Interrogé lors de sa réunion du Cupboard sur son désir de mettre fin à la guerre bientôt, Trump a déclaré qu’il était « le contraire de désespéré » – « je m’en fiche », a-t-il répondu – et qu’il « y a d’autres cibles que nous voulons atteindre avant de partir ».
Trump a déclaré que lorsque le « bon accord » serait conclu avec l’Iran, le détroit d’Ormuz rouvrirait – tout en insistant sur le fait que l’Iran ne dispose plus de « largeurs de mines » qui menaceraient les navires marchands empruntant la principale route pétrolière.
Steve Witkoff, l’un des principaux conseillers de Trump dirigeant les négociations au Moyen-Orient, a déclaré que les Iraniens cherchaient une « voie de sortie », que le Pakistan servait de médiateur entre Washington et Téhéran et que le plan en 15 factors mentionné par Trump « constitue le cadre d’un accord de paix ».

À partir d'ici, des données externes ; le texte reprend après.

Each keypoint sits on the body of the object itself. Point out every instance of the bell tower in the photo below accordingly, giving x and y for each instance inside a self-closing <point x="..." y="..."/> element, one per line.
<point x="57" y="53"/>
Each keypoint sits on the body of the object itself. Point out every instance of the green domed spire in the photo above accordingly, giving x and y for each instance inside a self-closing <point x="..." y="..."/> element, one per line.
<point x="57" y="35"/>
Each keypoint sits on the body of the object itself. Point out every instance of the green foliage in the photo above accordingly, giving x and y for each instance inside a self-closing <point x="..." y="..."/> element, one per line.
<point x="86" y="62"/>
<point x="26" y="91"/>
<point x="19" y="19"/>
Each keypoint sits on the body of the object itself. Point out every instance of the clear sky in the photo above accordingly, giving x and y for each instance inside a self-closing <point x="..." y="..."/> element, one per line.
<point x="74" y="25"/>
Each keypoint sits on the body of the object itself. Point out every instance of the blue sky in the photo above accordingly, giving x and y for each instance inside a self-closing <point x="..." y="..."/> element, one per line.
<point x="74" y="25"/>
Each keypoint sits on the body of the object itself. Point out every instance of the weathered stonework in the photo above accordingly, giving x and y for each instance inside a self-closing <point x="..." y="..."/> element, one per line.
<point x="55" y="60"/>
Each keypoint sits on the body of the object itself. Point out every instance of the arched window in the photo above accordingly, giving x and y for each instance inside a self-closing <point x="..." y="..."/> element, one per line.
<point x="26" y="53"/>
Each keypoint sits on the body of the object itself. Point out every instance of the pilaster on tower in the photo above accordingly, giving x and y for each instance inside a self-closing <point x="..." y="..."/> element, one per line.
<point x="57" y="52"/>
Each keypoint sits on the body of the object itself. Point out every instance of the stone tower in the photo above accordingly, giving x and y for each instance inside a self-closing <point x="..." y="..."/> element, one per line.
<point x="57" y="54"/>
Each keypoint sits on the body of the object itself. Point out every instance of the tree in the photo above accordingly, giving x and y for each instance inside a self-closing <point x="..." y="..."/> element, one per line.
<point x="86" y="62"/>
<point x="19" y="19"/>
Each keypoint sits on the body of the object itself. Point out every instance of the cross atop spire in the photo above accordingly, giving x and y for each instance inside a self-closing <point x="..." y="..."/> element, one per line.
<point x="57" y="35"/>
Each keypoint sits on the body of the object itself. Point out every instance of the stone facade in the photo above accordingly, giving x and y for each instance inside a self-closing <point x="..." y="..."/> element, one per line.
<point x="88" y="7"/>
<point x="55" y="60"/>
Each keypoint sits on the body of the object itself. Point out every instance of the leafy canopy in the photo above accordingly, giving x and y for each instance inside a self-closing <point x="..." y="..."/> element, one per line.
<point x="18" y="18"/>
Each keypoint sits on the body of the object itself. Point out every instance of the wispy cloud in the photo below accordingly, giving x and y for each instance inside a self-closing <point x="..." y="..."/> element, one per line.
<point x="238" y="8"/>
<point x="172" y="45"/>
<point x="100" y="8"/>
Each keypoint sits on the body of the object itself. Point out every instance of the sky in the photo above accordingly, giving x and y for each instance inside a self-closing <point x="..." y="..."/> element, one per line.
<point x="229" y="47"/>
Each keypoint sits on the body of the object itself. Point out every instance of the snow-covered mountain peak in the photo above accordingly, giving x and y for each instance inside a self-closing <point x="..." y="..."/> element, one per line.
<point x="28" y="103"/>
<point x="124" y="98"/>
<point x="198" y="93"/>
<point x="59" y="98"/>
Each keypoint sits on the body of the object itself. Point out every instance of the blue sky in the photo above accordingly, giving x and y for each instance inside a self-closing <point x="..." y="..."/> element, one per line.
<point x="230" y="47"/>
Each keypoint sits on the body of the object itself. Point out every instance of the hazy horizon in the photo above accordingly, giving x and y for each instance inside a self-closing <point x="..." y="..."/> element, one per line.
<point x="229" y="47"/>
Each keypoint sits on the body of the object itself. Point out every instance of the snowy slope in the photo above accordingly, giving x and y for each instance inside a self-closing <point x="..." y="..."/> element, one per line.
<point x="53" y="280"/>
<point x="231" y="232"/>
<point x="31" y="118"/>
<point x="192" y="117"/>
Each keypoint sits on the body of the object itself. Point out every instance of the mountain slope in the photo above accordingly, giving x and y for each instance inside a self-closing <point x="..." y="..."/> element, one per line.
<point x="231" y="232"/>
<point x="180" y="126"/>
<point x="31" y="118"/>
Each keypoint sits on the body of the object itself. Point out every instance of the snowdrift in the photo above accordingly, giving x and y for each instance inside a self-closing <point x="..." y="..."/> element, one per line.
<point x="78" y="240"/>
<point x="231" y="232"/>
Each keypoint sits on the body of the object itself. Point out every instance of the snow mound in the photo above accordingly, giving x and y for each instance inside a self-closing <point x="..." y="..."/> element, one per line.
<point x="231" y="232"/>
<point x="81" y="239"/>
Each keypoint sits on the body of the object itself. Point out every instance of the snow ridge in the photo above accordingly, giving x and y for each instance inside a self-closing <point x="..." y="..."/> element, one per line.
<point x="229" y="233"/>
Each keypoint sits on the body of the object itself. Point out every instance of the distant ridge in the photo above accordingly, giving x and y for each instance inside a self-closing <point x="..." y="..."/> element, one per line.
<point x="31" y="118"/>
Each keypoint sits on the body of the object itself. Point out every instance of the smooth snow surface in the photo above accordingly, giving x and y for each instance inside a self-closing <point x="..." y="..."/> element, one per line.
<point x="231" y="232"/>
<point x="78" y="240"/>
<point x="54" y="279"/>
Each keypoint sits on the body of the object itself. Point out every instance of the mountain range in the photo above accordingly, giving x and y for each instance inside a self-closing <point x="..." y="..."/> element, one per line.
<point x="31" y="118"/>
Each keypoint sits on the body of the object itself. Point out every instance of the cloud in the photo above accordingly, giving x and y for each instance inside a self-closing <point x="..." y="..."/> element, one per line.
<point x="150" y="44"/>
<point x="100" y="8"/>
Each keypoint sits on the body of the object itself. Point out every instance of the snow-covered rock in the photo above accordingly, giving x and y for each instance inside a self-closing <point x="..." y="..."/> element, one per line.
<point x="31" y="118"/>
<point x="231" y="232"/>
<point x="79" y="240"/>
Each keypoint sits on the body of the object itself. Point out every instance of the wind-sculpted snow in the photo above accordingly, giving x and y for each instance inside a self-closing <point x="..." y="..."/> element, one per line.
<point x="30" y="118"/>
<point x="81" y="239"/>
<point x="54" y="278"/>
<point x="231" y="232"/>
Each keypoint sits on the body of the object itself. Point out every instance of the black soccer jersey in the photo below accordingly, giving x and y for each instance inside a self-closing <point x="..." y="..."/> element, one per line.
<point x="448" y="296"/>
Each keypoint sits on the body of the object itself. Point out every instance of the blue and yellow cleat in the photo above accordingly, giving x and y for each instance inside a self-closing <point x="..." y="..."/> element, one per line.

“Il s’agit de discussions diplomatiques sensibles et vous nous avez demandé de maintenir la confidentialité sur les situations spécifiques et de ne pas négocier par l’intermédiaire des médias, comme d’autres le font”, a déclaré Witkoff. « Nous verrons où les choses mènent et si nous pouvons convaincre l’Iran que c’est le level d’inflexion, sans autre bonne different pour eux que davantage de morts et de destructions. »
Trump a refusé de dire avec qui Washington négocie en Iran, mais les a décrits comme « très intelligents », « pas idiots » et « de très mauvais combattants, mais de grands négociateurs ».
Il a également déclaré qu’il savait qu’ils étaient « les bonnes personnes » avec lesquelles les États-Unis devaient traiter, automobile ils lui avaient fait un « cadeau » – et prouvé qu’ils avaient le contrôle – en autorisant « huit gros bateaux de pétrole » à traverser le détroit cette semaine.
Lorsqu’on lui a demandé s’il avait l’intention d’envoyer des troupes américaines en Iran pour récupérer son uranium enrichi, il a qualifié cette query de « ridicule » à laquelle il n’a pas voulu répondre.
Le secrétaire au Trésor, Scott Bessent, s’est dit confiant dans le fait que davantage de navires marchands pourront bientôt traverser en toute sécurité le détroit d’Ormuz et que les prix de l’énergie baisseront à la fin de la guerre.
“Beaucoup de gens, en particulier les démocrates, sous-estiment la volonté du peuple américain de volatilité à courtroom terme et de 50 ans de sécurité que nous aurons de l’autre côté”, a déclaré Bessent.
Hegseth a critiqué à plusieurs reprises les médias pour avoir qualifié l’effort de guerre de pataugeant ou de flou, affirmant que « les défenses aériennes de l’Iran ont disparu », que ses dirigeants se cachent dans des « bunkers souterrains » et que ses combattants perdent le ethical.
Il a déclaré que les responsables iraniens admettent en privé « des pertes très lourdes » et que les États-Unis et le monde bénéficient du fait que Trump, qu’il a qualifié de « négociateur ultime », travaille à un accord de paix.
En attendant, a-t-il déclaré, l’armée américaine « continuera à négocier avec des bombes ».